Figure 1 is a schematic diagram for explaining a conventional double pump system for extracorporeal circulation using an oxygenator, and Figure 2 is a schematic diagram for explaining a single pump system for extracorporeal circulation using an oxygenator. be. FIG. 3 is a front view showing an example of the hollow-eye bar type oxygenator of the present invention, with half thereof shown in cross section.
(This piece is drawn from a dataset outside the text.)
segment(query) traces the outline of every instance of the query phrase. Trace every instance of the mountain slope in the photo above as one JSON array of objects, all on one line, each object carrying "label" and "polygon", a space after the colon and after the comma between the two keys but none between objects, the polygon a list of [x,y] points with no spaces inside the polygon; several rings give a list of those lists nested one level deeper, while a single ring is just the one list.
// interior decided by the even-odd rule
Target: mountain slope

FIG. 4 is a schematic diagram for testing the relationship between the internal pressure of the oxygenator inlet circuit and the amount of hemolysis in Experimental Example 1, and _FIG . FIG. 2 is a schematic diagram for explaining a circuit for measurement. 10... Oxygenator, 1... Hollow-eye bar type oxygenator, 2... Housing, 3... Porous hollow fiber,
41, 45... Bulkhead.

Claims (1)

[Scope of Claims] 1. Porous hollow fibers having at least a hydrophobic inner wall surface are used as the gas exchange membrane, a plurality of the porous hollow fibers are bundled, and both ends of the porous hollow fibers are buried in a partition wall and opened, and the porous hollow fibers are In a hollow fiber oxygenator having a blood flow path inside the porous hollow fibers, the average inner diameter of the porous hollow fibers is 100 μ or more and less than 200 μ, this average inner diameter is d (cm), and the average total length is L (cm). , when the average effective length obtained by subtracting the partition wall thickness at both ends from the total length is l (cm), there is a relationship of d ⁴ / (L × l) ≧ 4.3 ^{× 10 -10} cm ² , and one transport unit A hollow eye bar type artificial lung characterized by use in a circuit using a blood pump. 2. The hollow-eye bar type artificial lung according to claim 1, wherein d is 100 to 190μ. 3. The hollow fiber oxygenator according to claim 1 or 2, wherein the porous hollow fibers are made of polyolefin resin.